“La santa obbedienza confonde ogni volontà propria corporale e carnale” (FF 258)

“ Vivere in obbedienza”
La Regola di S. Francesco inizia con il richiamo all’obbedienza essenziale per vivere da frati minori (FF 4. 75), ma non disgiunta dallo spirito di fraternità: “I frati non abbiano… alcun potere e dominio soprattutto tra di loro… E nessuno sia chiamato priore, ma tutti allo stesso modo siano chiamati frati minori e l’uno lavi i piedi dell’altro” (FF 19. 23). Il servizio umile svolto in spirito di povertà è il senso della vera obbedienza: “… quanto più [coloro che sono costituiti sopra gli altri] si turbano se viene loro tolta la prelatura che se fosse loro tolto il compito di lavare i piedi, tanto più mettono in sé un tesoro fraudolento a pericolo della propria anima” (FF 152).
Non ci stupiamo, perciò, se l’obbedienza riguarda tutti i frati e non solo i sudditi verso i superiori.
Dice S. Bonaventura: “[S. Francesco] si impegnò a rimanere soggetto non solo ai superiori, ma anche agli inferiori, a tal punto che aveva l’abitudine di promettere obbedienza ad ogni compagno di viaggio, fosse stato anche il più semplice.

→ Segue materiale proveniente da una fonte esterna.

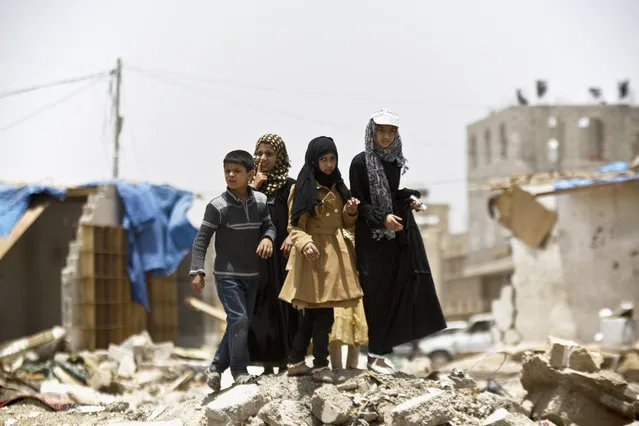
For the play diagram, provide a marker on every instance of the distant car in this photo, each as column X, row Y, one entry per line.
column 458, row 339
column 410, row 350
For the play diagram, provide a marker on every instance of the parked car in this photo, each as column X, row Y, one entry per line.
column 458, row 339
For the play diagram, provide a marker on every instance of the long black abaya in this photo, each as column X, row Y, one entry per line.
column 400, row 300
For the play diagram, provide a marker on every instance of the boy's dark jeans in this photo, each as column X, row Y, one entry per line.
column 238, row 299
column 316, row 324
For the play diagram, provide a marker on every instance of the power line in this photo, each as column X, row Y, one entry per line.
column 48, row 107
column 129, row 125
column 10, row 93
column 323, row 94
column 207, row 93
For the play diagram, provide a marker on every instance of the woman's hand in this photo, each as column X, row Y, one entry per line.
column 286, row 246
column 393, row 223
column 351, row 206
column 310, row 251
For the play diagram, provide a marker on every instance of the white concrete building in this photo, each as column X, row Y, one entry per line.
column 567, row 271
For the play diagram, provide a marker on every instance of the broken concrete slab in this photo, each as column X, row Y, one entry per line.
column 568, row 354
column 629, row 367
column 431, row 409
column 571, row 396
column 503, row 417
column 330, row 405
column 286, row 413
column 235, row 405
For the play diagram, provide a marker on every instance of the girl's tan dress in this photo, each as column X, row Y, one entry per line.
column 350, row 327
column 330, row 281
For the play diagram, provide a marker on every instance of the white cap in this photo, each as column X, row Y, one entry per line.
column 384, row 116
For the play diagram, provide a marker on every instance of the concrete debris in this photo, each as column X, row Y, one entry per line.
column 567, row 354
column 502, row 417
column 431, row 409
column 235, row 405
column 419, row 366
column 286, row 413
column 566, row 395
column 142, row 382
column 629, row 367
column 331, row 406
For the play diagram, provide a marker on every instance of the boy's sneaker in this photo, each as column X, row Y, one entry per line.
column 244, row 379
column 379, row 365
column 299, row 369
column 323, row 375
column 213, row 379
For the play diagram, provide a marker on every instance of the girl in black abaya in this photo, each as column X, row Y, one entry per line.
column 274, row 321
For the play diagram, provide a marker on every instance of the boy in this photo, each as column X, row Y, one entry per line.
column 244, row 231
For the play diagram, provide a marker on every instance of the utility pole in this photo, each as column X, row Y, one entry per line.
column 117, row 73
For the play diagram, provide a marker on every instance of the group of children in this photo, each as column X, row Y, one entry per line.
column 286, row 269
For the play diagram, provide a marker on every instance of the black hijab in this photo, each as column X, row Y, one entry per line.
column 305, row 196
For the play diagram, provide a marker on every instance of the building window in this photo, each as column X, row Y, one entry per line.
column 472, row 151
column 503, row 141
column 488, row 152
column 591, row 132
column 635, row 147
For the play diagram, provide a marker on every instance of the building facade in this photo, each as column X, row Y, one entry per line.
column 523, row 140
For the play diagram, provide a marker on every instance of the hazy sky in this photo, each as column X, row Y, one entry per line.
column 206, row 77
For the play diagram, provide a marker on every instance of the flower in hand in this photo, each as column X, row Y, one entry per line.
column 351, row 206
column 265, row 249
column 310, row 251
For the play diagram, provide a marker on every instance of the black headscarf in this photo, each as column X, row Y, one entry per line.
column 305, row 196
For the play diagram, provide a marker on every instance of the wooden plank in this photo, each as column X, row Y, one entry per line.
column 27, row 219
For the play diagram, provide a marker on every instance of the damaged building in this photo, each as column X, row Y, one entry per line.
column 68, row 260
column 575, row 250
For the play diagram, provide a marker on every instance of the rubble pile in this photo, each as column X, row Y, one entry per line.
column 138, row 380
column 567, row 386
column 142, row 382
column 364, row 398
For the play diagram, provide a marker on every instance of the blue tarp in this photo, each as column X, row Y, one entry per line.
column 618, row 166
column 14, row 201
column 159, row 232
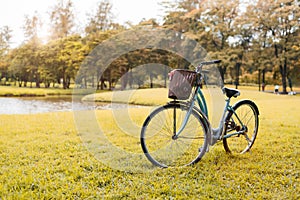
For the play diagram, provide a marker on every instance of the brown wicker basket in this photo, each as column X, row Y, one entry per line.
column 181, row 83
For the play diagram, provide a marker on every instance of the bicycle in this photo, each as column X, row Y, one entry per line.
column 179, row 133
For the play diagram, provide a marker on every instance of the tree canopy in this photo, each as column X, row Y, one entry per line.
column 251, row 38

In questo modo egli non comandava autoritariamente, alla maniera di un prelato; ma, alla maniera di un ministro e di un servo, ubbidiva per umiltà anche ai suoi sudditi” (FF 1351).
Questo non significa, però, che egli rinunciasse all’autorità sui suoi frati, come è scritto nel Testamento (FF 128) e nella Regola non Bollata: “E gli altri frati siano tenuti ad obbedire a frate Francesco e ai suoi successori” (FF 3). È in gioco la fedeltà al carisma francescano lasciato in eredità ai suoi frati.
La parola obbedienza dal latino – ob (dinanzi) audire – significa prestare ascolto. Ed è a questa radice etimologica che noi dobbiamo rifarci se vogliamo comprendere il linguaggio di S. Francesco per il quale l’obbedienza significa porsi in ascolto delle esigenze del fratello e favorire la sua crescita personale, in nome della carità.
Il Santo di Assisi non invade la personalità dell’altro: “Riteneva che si dovesse comandare in nome dell’obbedienza raramente e non scagliare da principio il dardo, che dovrebbe essere l’ultima arma: ‘Non si deve – ripeteva – mettere subito mano alla spada’. Ma chi non si affretta a eseguire il precetto dell’obbedienza, non teme Dio e non tiene in nessun conto gli uomini” (FF 737).
Sia l’autorità sia l’obbedienza non esistono per se stesse, ma acquistano valore in quanto esprimono fedeltà alla forma di vita promessa (cf Dizionario francescano, EMP, p. 1270).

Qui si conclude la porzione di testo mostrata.